Re: Allow parallel DISTINCT
David Rowley writes: > Thanks. I pushed a fix for that. Yeah, I saw your commit just after complaining. Sorry for the noise. regards, tom lane
Re: Allow parallel DISTINCT
On Mon, 23 Aug 2021 at 01:58, Tom Lane wrote: > > David Rowley writes: > > I've pushed this to master now. > > ... and the buildfarm is pushing back, eg Thanks. I pushed a fix for that.
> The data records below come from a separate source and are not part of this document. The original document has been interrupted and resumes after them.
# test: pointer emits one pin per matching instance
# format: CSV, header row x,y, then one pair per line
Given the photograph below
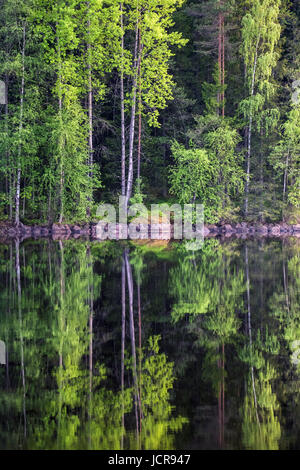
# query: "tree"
x,y
260,35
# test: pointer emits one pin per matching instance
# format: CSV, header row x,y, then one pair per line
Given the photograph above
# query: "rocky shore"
x,y
160,231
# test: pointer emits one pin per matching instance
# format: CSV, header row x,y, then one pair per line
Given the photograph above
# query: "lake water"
x,y
149,346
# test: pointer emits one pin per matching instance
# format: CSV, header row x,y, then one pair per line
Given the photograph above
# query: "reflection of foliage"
x,y
261,427
158,426
205,285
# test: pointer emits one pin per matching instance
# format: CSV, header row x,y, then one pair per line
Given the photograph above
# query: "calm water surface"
x,y
116,346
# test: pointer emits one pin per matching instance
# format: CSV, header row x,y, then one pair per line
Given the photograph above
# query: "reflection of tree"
x,y
210,291
153,379
261,427
159,426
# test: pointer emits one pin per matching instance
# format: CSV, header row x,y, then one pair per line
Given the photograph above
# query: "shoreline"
x,y
9,231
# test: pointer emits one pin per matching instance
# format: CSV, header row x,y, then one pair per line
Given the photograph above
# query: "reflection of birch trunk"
x,y
19,298
132,336
18,183
123,158
285,282
250,329
91,309
61,320
221,398
123,344
10,275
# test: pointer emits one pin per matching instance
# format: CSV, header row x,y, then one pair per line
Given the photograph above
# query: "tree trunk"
x,y
123,140
90,103
18,182
250,134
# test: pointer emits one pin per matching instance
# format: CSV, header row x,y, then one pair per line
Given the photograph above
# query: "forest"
x,y
155,100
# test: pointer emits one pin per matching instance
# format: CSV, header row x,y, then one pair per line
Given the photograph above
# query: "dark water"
x,y
115,346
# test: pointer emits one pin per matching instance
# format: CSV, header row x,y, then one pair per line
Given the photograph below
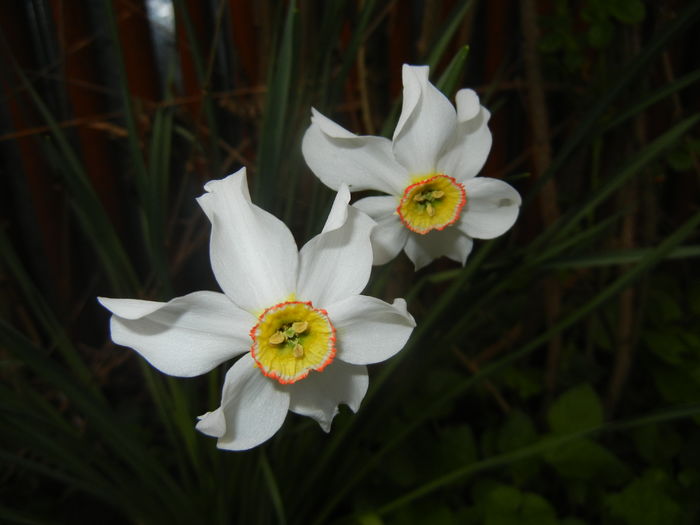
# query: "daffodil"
x,y
435,204
296,318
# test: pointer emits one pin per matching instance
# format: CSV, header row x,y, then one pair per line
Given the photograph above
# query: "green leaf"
x,y
518,431
457,445
646,501
586,460
627,11
509,506
576,409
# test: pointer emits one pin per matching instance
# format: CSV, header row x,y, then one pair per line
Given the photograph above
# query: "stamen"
x,y
292,339
300,327
277,338
431,203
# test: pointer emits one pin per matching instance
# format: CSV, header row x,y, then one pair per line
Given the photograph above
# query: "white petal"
x,y
319,395
468,148
184,337
389,235
363,162
425,125
253,407
468,105
378,207
339,211
369,330
491,209
253,254
450,242
337,263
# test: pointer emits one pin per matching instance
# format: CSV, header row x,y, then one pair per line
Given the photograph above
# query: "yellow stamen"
x,y
292,339
300,327
431,203
277,338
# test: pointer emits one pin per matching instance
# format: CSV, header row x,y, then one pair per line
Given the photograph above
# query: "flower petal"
x,y
450,242
339,210
253,407
184,337
378,207
469,147
319,395
253,254
491,209
426,124
337,263
468,105
389,235
369,330
363,162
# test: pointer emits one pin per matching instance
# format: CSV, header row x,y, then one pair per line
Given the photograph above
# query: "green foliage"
x,y
478,419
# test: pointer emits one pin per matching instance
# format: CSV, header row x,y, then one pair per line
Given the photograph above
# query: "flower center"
x,y
432,203
291,339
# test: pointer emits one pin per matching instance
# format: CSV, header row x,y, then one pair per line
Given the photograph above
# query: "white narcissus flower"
x,y
304,332
436,204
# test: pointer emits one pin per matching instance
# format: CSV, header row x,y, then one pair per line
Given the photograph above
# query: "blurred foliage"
x,y
553,379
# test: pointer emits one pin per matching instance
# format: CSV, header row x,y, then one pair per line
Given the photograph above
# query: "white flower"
x,y
304,332
436,204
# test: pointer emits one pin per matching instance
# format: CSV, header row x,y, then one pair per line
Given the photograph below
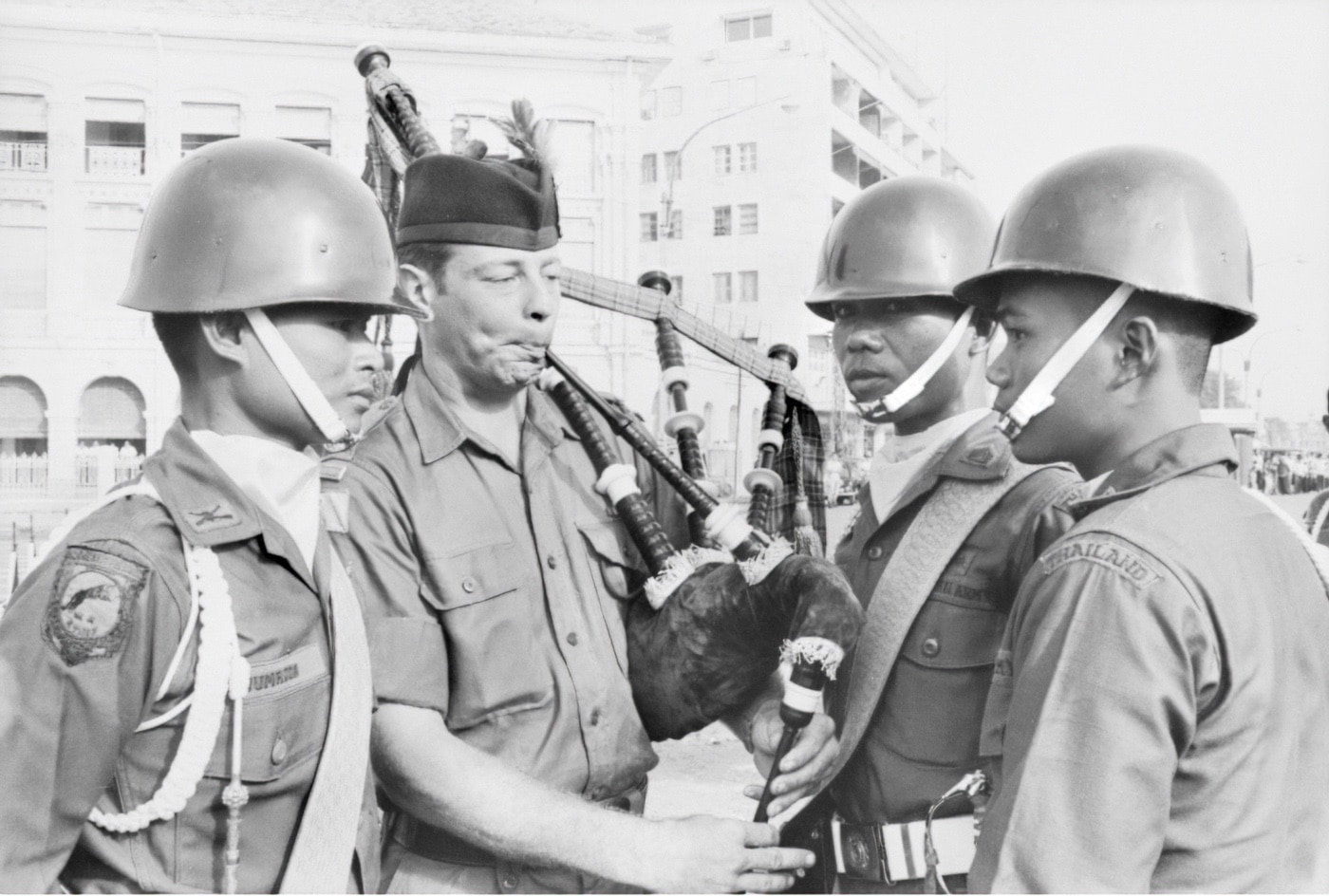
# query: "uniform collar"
x,y
208,508
1185,451
440,431
979,454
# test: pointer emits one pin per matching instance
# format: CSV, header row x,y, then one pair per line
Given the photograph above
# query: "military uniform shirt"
x,y
924,733
497,594
84,649
1162,703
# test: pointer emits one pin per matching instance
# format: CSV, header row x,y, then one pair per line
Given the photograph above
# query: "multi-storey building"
x,y
99,97
766,122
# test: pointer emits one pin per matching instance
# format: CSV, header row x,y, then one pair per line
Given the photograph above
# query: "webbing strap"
x,y
298,379
1039,395
913,385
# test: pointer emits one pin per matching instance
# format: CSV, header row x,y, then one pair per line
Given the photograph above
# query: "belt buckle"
x,y
861,851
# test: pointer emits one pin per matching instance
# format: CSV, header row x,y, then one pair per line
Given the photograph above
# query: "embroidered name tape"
x,y
1113,556
289,673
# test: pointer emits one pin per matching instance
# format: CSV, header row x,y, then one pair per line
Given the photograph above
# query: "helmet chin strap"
x,y
309,397
880,410
1039,395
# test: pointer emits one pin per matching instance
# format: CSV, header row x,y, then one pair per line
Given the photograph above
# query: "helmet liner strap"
x,y
298,379
1039,395
879,410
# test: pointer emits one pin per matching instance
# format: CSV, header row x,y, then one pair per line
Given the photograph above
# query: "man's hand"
x,y
803,769
710,855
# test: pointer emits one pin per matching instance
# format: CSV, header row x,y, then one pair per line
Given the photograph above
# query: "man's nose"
x,y
541,298
999,372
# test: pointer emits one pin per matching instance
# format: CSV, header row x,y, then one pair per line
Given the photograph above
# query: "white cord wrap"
x,y
617,483
758,568
1039,395
298,379
727,527
879,410
823,651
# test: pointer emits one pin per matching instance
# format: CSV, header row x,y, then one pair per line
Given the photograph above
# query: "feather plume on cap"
x,y
528,135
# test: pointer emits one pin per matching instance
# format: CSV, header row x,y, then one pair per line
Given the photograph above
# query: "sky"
x,y
1240,84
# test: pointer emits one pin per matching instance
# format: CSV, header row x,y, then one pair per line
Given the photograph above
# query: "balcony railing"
x,y
23,156
115,161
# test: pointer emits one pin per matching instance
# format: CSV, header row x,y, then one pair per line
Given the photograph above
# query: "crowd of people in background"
x,y
1289,472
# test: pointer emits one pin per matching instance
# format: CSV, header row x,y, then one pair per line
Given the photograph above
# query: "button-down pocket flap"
x,y
945,636
276,736
611,544
475,574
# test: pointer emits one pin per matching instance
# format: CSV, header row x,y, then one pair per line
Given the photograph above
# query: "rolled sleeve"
x,y
408,650
1107,651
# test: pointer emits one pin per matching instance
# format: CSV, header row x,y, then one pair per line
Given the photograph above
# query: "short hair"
x,y
1191,325
432,258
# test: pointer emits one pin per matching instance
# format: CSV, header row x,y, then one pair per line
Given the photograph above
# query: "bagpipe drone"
x,y
715,620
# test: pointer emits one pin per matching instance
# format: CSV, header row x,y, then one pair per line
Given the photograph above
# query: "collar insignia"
x,y
209,518
981,457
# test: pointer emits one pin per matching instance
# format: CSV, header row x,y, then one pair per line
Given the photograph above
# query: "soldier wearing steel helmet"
x,y
945,498
185,674
1160,706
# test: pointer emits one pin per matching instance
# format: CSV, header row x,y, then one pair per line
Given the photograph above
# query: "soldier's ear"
x,y
416,286
1138,351
222,335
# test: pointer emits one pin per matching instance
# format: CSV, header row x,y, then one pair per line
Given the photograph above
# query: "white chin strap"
x,y
1039,395
880,410
302,384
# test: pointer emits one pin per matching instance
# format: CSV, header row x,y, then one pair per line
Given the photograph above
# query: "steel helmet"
x,y
903,238
249,224
1152,218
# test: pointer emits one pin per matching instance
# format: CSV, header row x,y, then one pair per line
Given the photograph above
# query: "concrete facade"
x,y
69,208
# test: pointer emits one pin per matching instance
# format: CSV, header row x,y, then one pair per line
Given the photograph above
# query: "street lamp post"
x,y
671,175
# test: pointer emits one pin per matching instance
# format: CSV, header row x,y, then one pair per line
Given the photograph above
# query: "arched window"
x,y
110,412
23,417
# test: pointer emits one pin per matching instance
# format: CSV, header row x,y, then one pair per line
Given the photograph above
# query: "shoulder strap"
x,y
940,530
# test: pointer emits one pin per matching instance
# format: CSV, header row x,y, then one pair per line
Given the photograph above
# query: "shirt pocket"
x,y
494,620
279,733
618,580
939,687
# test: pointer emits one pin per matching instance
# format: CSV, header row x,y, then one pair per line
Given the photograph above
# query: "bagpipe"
x,y
715,620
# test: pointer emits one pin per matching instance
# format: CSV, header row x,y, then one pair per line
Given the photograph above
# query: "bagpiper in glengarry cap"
x,y
482,201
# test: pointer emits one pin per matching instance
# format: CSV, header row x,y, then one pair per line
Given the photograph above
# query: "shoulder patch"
x,y
210,518
92,605
1114,556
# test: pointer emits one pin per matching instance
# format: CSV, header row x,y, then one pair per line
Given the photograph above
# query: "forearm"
x,y
447,783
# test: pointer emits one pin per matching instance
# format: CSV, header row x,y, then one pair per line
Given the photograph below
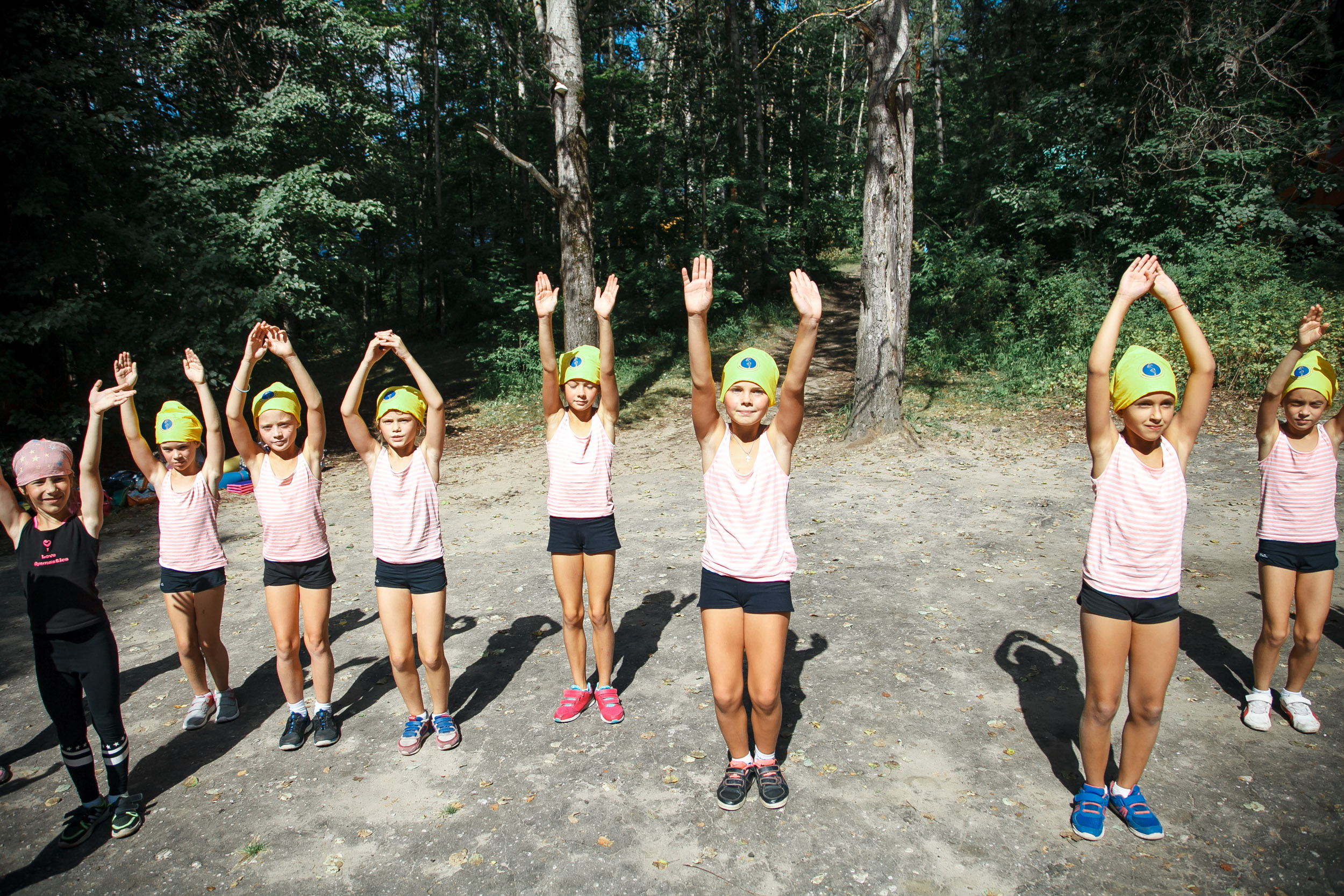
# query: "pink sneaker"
x,y
573,701
609,704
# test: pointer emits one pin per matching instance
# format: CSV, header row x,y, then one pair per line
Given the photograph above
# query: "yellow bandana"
x,y
277,397
584,363
176,424
750,366
1140,372
402,398
1313,371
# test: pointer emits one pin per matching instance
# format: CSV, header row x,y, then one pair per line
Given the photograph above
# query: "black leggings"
x,y
72,666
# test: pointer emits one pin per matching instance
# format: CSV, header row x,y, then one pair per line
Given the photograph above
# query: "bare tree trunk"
x,y
888,224
937,81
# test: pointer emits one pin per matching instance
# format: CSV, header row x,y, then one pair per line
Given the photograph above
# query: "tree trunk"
x,y
888,225
565,61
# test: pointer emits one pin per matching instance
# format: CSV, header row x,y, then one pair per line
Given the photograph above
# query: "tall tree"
x,y
888,222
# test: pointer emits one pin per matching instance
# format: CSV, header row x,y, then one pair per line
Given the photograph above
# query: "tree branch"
x,y
522,163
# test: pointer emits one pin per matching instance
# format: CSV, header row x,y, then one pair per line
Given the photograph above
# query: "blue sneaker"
x,y
447,734
1133,811
413,735
1089,813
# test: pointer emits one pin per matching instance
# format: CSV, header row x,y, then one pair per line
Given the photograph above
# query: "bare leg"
x,y
1105,652
1152,658
429,634
600,570
569,583
394,612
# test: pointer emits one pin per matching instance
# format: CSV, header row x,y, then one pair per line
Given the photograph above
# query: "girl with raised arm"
x,y
191,561
76,655
580,445
1297,528
288,483
1129,597
408,543
748,559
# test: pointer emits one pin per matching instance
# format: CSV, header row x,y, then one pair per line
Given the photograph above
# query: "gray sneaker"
x,y
201,709
227,706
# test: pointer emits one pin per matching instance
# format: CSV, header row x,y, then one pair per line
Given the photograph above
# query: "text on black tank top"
x,y
58,570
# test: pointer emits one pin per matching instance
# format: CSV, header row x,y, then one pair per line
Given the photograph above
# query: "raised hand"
x,y
1138,278
605,299
807,297
546,296
393,343
278,345
1312,328
103,401
1166,289
699,285
192,367
125,370
256,347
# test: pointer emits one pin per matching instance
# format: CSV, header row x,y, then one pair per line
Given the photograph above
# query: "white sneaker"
x,y
202,708
1300,712
1256,714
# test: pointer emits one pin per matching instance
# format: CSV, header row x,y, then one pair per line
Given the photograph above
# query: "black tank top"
x,y
58,570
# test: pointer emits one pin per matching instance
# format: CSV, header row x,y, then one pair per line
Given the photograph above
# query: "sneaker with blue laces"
x,y
417,730
1133,811
1089,813
447,734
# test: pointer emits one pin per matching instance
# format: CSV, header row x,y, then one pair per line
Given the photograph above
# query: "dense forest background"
x,y
173,171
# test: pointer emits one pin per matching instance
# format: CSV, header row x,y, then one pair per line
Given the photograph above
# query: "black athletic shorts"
x,y
1141,610
175,580
425,577
1300,556
310,574
725,593
589,535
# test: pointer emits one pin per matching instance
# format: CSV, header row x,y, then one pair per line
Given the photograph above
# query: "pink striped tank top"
x,y
405,511
746,526
294,528
1297,492
189,532
1139,521
581,472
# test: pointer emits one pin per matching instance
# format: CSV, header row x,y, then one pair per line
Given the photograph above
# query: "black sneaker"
x,y
733,789
296,730
326,731
770,786
127,817
81,821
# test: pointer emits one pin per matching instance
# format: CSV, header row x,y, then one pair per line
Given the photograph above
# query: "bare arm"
x,y
1199,388
90,484
807,299
128,374
699,295
278,345
195,372
234,412
361,440
434,414
545,302
603,304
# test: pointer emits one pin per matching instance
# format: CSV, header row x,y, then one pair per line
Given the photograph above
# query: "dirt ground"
x,y
932,693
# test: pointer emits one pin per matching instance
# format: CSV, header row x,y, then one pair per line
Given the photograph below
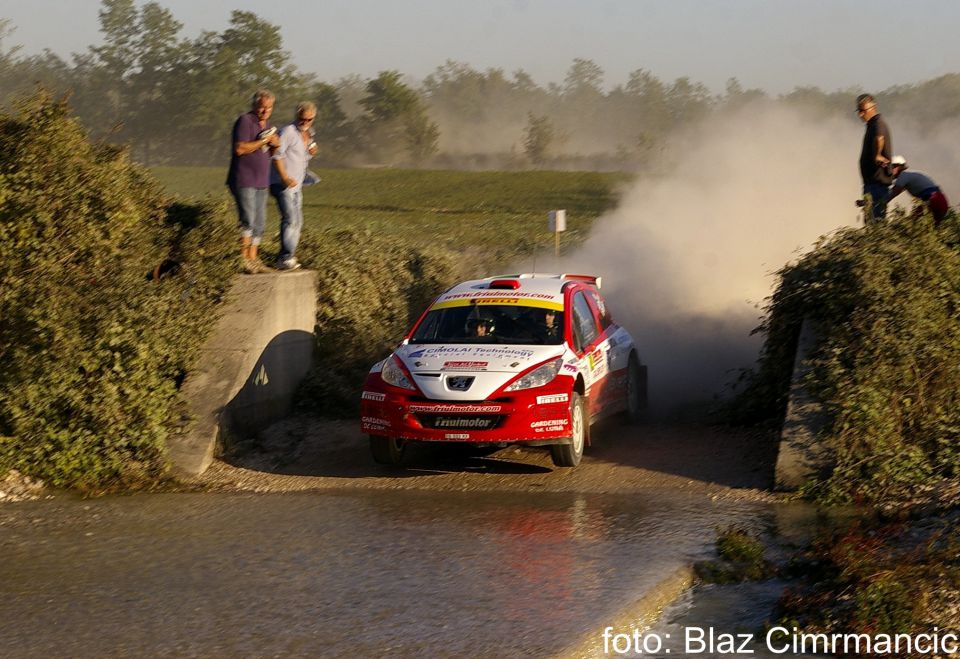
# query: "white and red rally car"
x,y
528,359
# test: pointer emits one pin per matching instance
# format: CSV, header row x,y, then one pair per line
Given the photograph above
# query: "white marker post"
x,y
557,223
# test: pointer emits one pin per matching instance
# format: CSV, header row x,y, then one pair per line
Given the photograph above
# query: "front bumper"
x,y
537,416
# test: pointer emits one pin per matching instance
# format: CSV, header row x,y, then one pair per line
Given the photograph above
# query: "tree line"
x,y
173,100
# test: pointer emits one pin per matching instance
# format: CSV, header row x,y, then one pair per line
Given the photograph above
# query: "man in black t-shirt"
x,y
875,157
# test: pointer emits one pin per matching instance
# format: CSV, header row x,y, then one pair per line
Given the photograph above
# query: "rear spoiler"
x,y
587,279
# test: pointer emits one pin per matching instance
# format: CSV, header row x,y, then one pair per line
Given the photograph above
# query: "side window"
x,y
605,319
584,326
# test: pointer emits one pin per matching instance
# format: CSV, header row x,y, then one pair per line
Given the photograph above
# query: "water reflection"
x,y
351,573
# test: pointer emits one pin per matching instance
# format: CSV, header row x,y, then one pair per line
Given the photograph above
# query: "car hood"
x,y
487,367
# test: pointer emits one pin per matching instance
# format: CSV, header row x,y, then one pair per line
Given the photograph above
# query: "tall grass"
x,y
491,217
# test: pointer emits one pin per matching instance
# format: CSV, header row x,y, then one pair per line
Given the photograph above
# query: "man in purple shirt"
x,y
249,176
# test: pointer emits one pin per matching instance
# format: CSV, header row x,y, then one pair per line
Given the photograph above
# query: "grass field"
x,y
496,215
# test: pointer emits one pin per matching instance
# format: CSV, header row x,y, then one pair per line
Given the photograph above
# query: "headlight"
x,y
393,374
538,376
David
Re: Allow parallel DISTINCT
David Rowley writes: > I've pushed this to master now. ... and the buildfarm is pushing back, eg https://buildfarm.postgresql.org/cgi-bin/show_log.pl?nm=hoverfly=2021-08-22%2011%3A31%3A45 diff -U3 /scratch/nm/farm/xlc64v16/HEAD/pgsql.build/src/test/regress/expected/select_distinct.out /scratch/nm/farm/xlc64v16/HEAD/pgsql.build/src/test/regress/results/select_distinct.out --- /scratch/nm/farm/xlc64v16/HEAD/pgsql.build/src/test/regress/expected/select_distinct.out 2021-08-22 11:26:22.0 + +++ /scratch/nm/farm/xlc64v16/HEAD/pgsql.build/src/test/regress/results/select_distinct.out 2021-08-22 11:38:43.0 + @@ -223,7 +223,7 @@ -> Sort Sort Key: four -> Gather - Workers Planned: 2 + Workers Planned: 5 -> HashAggregate Group Key: four -> Parallel Seq Scan on tenk1 @@ -270,7 +270,7 @@ -> Sort Sort Key: (distinct_func(1)) -> Gather - Workers Planned: 2 + Workers Planned: 5 -> Parallel Seq Scan on tenk1 (6 rows) regards, tom lane
Re: Allow parallel DISTINCT
On Wed, 18 Aug 2021 at 08:50, Zhihong Yu wrote: > The patch is good from my point of view. Thanks for the review. I looked over the patch again and the only thing I adjusted was the order of the RESETs in the regression tests. I left the " if (distinct_rel->pathlist == NIL)" ERROR case check so that the ERROR is raised before we call the FDW function and hook function to add more paths. Part of me thinks it should probably go afterwards, but I didn't want to change the behaviour there. The other part of me thinks that if you can't do distinct by sorting or hashing then there's not much hope for the hook to add any paths either. I've pushed this to master now. David
Re: Allow parallel DISTINCT
On Tue, Aug 17, 2021 at 1:47 PM David Rowley wrote: > On Wed, 18 Aug 2021 at 02:42, Zhihong Yu wrote: > > Since create_partial_distinct_paths() calls > create_final_distinct_paths(), I wonder if numDistinctRows can be passed to > create_final_distinct_paths() so that the latter doesn't need to call > estimate_num_groups(). > > That can't be done. The two calls to estimate_num_groups() are passing > in a different number of input rows. In > create_partial_distinct_paths() the number of rows is the number of > expected input rows from a partial path. In > create_final_distinct_paths() when called to complete the final > distinct step, that's the number of distinct values multiplied by the > number of workers. > > It might be more possible to do something like cache the value of > distinctExprs, but I just don't feel the need. If there are partial > paths in the input_rel then it's most likely that planning time is not > going to dominate much between planning and execution. Also, if we > were to calculate the value of distinctExprs in create_distinct_paths > always, then we might end up calculating it for nothing as > create_final_distinct_paths() does not always need it. I don't feel > the need to clutter up the code by doing any lazy calculating of it > either. > > David > Hi, Thanks for your explanation. The patch is good from my point of view.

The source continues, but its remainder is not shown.